If financial lift comes more easily from coding intensity than from reducing avoidable admissions, improving chronic care management, or moving seniors into better sites of care, the system will produce more coding behavior. That does not mean every plan or provider group is acting in bad faith. It means the rails matter. A system that tolerates drift will get drift. A system that rewards aggressive documentation more than actual improvement will get more documentation theater.

Still, the answer cannot be to swing blindly in the other direction.

Tightening payments too hard or too fast creates real disruption for members. Benefits get cut. Plans exit counties. Networks get tighter. Seniors end up with less stability and more confusion. The challenge is not to strip the program down until it fails the people currently relying on it. The challenge is to keep the parts that are helping members while putting more pressure on the parts that distort cost, competition, and trust.

That is where the conversation should go.

Toward benefit usability, not just benefit count.

Toward member understanding, not just enrollment growth.

Toward cleaner star rating logic, where quality differences actually mean something.

Toward tighter risk adjustment oversight, where the market can still serve sicker populations without turning documentation into a parallel business model.

Toward a more honest comparison between Medicare Advantage and traditional Medicare, where policymakers stop pretending one side of the program can carry all the innovation while the other stands still.

My own take is straightforward.

Medicare Advantage is working for many seniors in the way that matters most to them right now. It makes coverage feel more affordable. It gives more visible protection against out-of-pocket shock. It offers benefits traditional Medicare still leaves exposed. That should be taken seriously.

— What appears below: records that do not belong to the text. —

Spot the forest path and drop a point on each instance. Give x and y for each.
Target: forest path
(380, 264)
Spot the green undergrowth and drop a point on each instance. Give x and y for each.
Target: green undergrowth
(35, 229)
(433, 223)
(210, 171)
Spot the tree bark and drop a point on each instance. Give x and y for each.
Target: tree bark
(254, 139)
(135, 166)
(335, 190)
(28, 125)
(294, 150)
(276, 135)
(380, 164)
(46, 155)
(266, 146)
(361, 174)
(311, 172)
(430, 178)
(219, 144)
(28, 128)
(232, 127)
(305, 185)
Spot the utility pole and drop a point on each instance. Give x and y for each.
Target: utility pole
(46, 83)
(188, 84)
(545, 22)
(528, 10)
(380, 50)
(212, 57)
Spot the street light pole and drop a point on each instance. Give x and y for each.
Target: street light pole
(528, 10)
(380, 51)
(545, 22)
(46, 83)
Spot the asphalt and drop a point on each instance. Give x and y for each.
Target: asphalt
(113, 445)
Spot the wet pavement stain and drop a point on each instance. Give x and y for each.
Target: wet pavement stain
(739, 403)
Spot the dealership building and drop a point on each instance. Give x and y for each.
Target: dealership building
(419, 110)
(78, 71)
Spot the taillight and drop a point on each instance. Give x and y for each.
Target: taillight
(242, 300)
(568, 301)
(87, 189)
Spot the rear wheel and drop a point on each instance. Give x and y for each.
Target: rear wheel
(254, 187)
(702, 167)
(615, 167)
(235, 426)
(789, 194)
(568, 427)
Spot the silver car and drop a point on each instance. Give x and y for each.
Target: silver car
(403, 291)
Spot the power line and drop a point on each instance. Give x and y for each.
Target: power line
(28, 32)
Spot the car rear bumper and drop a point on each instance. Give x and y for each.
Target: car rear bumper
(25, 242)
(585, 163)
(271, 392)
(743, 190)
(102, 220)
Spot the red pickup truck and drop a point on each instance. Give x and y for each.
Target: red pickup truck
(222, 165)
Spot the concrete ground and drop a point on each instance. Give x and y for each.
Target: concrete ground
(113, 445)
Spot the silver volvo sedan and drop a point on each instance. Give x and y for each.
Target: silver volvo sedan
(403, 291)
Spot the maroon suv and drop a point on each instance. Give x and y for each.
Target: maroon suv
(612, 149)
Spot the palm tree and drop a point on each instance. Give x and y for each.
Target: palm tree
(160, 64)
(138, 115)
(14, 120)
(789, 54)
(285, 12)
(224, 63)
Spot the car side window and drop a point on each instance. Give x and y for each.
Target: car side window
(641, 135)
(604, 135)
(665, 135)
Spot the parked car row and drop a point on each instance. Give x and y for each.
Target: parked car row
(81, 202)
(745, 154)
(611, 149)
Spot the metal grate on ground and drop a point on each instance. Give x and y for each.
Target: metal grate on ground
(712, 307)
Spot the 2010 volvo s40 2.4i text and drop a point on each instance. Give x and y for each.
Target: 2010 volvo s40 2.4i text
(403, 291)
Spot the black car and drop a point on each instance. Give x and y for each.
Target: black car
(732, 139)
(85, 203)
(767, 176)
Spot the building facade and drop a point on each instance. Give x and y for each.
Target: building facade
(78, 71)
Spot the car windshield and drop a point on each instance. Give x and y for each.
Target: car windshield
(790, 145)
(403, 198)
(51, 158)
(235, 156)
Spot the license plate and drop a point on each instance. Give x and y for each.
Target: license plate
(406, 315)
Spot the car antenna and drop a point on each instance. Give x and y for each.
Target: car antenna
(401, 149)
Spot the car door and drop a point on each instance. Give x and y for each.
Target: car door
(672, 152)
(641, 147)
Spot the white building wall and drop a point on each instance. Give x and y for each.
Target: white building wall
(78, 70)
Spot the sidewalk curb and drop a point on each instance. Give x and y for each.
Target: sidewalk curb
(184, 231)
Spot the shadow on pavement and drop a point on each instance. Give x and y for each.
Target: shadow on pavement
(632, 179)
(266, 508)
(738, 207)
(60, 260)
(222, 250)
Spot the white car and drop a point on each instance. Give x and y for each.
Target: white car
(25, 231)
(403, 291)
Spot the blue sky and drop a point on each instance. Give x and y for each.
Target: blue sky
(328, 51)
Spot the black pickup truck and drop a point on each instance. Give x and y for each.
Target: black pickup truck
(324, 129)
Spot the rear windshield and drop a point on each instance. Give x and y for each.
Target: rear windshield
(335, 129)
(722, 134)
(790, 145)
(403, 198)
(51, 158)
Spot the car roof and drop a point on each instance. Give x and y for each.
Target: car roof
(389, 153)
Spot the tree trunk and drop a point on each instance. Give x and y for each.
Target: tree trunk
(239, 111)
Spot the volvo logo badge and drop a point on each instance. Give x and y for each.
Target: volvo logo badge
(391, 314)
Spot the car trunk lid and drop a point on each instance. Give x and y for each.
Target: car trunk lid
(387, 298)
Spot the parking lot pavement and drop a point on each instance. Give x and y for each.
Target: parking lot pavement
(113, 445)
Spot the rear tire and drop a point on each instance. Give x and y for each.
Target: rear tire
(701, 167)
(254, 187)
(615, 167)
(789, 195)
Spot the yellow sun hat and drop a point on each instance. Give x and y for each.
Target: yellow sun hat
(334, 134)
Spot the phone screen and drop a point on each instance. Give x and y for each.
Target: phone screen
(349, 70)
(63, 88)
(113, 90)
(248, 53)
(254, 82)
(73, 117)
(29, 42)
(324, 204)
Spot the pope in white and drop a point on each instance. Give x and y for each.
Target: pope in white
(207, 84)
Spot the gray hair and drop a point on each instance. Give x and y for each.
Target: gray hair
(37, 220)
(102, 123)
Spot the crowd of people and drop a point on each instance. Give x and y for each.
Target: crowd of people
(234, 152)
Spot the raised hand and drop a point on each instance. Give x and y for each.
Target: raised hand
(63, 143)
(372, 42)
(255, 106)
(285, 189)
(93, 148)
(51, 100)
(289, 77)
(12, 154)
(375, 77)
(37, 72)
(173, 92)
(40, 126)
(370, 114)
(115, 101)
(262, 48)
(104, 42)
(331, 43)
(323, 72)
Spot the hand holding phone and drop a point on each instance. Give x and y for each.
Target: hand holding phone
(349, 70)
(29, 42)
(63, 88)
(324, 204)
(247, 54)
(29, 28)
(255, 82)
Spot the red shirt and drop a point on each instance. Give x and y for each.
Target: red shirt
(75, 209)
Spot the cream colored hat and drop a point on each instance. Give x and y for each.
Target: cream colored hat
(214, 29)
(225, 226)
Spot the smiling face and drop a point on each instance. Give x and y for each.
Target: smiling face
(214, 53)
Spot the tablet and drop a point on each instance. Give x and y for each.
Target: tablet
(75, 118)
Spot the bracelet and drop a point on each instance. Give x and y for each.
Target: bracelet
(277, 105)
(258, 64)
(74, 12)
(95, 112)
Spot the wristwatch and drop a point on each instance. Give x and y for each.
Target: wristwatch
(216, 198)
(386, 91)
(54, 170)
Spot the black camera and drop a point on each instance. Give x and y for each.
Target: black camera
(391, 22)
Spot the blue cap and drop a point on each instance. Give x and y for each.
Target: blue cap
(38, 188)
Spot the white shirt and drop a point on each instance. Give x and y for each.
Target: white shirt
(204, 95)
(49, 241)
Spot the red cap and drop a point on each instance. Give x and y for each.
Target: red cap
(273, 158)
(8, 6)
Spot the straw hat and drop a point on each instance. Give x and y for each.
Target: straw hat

At the same time, the system around it still looks too comfortable with payment distortion, coding-driven advantage, and benefit designs that can sound better than they perform. That should be taken seriously too.

So the real question is not whether Medicare Advantage “works” in some broad ideological sense.

The real question is whether the program can keep delivering member value while getting more disciplined about how that value is financed, measured, explained, and enforced.

That is a better test.

It asks whether the benefit is usable, not just marketable.

Whether the payment is fair, not just tolerated.

Whether growth reflects fit, not just distribution power.

Whether quality signals are real, not just lucrative.

And whether seniors are choosing with enough clarity to know what they are actually buying.

That is where this debate gets more honest. And that is where it starts to matter more than the slogans on either side.